As you quoted me perhaps you should re-read my post, absorb some of the information, and post back here - I think by my comments, which others seem to agree with, you could see what you're doing is detracting from a good customer experience and better yourselves to make it a better environment for visitors/potential paying customers.

I didn't realise that posting the company name was inappropriate, so I apologise for that.

I noticed that you're the official dealer for a certain vivarium maker, which according to information on the internet tells me is located in the street behind your shop - That sounds pretty good and it always helps to support local businesses.



cornmorphs said:


> 2pac? welcome back :whistling2:


Your reply seems to imply that this is a know person/IP - Correct?


----------



## Snakes r grreat (Aug 21, 2006)

Dork Knight said:


> Your reply seems to imply that this is a know person/IP - Correct?

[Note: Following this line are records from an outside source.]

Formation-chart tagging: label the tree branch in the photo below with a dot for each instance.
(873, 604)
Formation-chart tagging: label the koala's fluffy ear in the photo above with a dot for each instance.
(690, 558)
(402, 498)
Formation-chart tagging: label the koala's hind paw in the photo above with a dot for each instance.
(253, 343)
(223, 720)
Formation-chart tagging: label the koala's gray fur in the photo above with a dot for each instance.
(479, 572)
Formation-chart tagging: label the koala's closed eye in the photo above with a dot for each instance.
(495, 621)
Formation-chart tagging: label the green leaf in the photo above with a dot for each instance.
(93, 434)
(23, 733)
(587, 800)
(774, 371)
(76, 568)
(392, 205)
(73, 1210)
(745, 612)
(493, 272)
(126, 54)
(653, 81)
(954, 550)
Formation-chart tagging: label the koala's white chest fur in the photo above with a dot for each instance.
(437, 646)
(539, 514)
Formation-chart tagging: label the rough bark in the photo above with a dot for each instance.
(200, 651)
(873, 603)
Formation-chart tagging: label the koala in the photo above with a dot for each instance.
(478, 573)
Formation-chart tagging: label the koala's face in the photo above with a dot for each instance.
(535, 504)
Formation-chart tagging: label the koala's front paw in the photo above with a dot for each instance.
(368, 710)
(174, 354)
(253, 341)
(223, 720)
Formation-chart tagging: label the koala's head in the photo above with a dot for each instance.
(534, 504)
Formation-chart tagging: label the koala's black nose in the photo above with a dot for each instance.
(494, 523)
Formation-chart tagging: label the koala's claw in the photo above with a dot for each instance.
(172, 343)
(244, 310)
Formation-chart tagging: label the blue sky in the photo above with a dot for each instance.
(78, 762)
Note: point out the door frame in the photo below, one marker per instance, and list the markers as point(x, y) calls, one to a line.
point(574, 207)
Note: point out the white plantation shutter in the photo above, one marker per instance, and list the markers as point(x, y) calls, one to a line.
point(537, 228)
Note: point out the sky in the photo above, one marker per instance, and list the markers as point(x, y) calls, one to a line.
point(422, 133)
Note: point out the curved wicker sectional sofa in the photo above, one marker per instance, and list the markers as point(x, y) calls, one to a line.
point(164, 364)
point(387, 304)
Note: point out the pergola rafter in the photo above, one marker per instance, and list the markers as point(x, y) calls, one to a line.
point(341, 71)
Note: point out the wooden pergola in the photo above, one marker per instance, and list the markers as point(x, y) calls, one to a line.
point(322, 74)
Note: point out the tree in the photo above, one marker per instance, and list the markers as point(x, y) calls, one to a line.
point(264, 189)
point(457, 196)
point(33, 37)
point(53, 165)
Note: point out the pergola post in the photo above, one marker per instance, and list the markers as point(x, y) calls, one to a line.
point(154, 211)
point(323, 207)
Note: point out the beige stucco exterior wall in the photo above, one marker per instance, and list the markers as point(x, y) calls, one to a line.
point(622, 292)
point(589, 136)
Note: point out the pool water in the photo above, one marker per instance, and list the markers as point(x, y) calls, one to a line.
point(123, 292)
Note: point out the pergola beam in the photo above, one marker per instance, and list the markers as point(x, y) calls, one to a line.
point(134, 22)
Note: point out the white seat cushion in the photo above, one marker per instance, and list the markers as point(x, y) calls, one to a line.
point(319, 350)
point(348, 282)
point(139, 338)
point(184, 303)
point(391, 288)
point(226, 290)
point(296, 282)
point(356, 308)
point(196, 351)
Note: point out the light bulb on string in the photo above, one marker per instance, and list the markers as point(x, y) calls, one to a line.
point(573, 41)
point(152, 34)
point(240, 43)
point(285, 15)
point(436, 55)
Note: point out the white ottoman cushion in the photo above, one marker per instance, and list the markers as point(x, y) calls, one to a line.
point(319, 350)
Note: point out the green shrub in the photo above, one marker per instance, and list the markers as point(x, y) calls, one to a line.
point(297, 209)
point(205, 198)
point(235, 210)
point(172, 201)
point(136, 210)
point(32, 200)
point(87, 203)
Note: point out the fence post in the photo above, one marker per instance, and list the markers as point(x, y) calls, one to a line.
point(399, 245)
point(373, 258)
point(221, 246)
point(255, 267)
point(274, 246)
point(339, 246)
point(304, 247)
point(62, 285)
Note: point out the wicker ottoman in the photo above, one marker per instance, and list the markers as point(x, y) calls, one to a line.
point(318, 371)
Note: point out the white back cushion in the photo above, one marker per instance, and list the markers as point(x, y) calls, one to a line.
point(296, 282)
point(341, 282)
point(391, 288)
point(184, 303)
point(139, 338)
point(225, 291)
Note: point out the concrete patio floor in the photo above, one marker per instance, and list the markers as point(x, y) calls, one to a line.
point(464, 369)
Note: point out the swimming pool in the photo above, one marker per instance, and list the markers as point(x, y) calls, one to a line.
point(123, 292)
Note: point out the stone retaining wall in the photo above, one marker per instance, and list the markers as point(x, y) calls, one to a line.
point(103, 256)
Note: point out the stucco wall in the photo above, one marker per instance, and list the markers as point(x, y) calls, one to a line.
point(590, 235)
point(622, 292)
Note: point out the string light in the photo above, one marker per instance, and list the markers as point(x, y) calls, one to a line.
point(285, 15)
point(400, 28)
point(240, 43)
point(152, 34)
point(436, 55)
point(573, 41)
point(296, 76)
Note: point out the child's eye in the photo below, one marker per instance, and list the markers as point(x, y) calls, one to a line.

I think nige was making a joke - about the singer 2pac! : victory:


----------



## Dork Knight (Mar 10, 2008)

Whoops, totally thinking in the wrong direction there.

Cheers


----------



## ingwerules (Jan 22, 2008)

as people are mentioning several different shops i'd like to pass coment if thats ok.
im from cardiff but now live in swansea so know all these shops(and more)
in my previous experience whenever ive visited these shops i've never found a problem! not saying there isnt, just my opinion. everybody can criticise somebody in this game. all the shops have always offered good honest advice when asked(even if advice wasnt needed) in all fairness the people working in porthcawl werent at all knowledgable but later in conversation was told they were minding the shop as the owner was out on buiness.
there is a store in penllergaer,swansea, which sells all sorts of pet foods but do some reptiles and livefood,ive found that if a certain member of staff is not there that the shop is crap, the member of staff is Tim, so if your passing and want anything go in and ask for him. hes very helpful and quite knowledged. 
please only bring these people down if there is good reason as they are there trying to make a living. however if you do have a problem have the balls to say it to their face b4 posting it behind their backs: victory:


----------



## Dork Knight (Mar 10, 2008)

Personally I have no problem voicing my opinion and this is one place where you can do this, everyone is entitled to their opinion and can voice their views.

First appearances and staff attitudes make a lasting impression, the impression given to me was not good and of course, that’s my opinion – Therefore this is one of the stores with which I’ll choose to avoid and that I did not feel comfortable in.

I still don't know why photographs were not allowed, perhaps its store policy, but it was not explained in this fashion.

I also wonder why extra bright viewing bulbs were being sold for use with nocturnal reptiles.

They’re just another two things that I noticed which put me off using the store.



If you and others have a pleasant experience then so be it, this was not the case for me.

Perhaps it may be better if this thread were locked or deleted if the thread starts to deteriorate.


----------



## 2pac (Jan 29, 2008)

underdog said:


> And the Tree dwelling iguanas are stuck the cage floors with no furniture because? I said the, what I thought, was a bosc of some kind had a UV light, I did say that but it was still stuck in a dark cage with nothing else in it at the end of of a passage yes?
> 
> When did you seperate the dragons? Because I was in there a few days back and they were together, in the window. How come all the cages were dry? No sign of misting at all?
> 
> I was asking advice from people here if they thought what I seen was bad, nothing more, although your attitude does little to convince me I was wrong to be honest.


hi mate im not trying to be funny its just the iggy's were in very reciently and only in the temp cages until a descision was made what to do with them (now placed in the large corner viv ) and the two female's were removed from the male and placed in there temp viv (together ) as the male was a bit too frisky with BOTH of them (he is the large male in the corner viv ) her wound was new at the time obviously and is now healing (after she was imediately removed ) .The tegu's tank has u.v a red bulb for night and a spot bulb and the uv in the day, her substrate was pushed all to one side if you looked into the 6ft viv as she had been searching for food as allway's she is very greedy as you abvoiusly saw from her size and regarding the smell all reptile shop's have a smell but i personally dont think our's stink's as i take pride in the shop's apperance and reputation i welcome anyone who wishes to come and see the shop for themselves .


----------



## gumble (Apr 27, 2008)

i,ve also had a bad experience with a shop in cardiff sold me a bd i had to have put to sleep it was so ill, when i rang them just refused to take any responsibility, never shop there again,


----------



## Jadeypop (Apr 4, 2008)

there was a shop i went in in bourmouth when i was looking for female cwd. it was terrible i was almost sick1 there was tortoises in tiny boxes! there was even lizards in chienese take-away boxes! thats just horrid! i hated it!


----------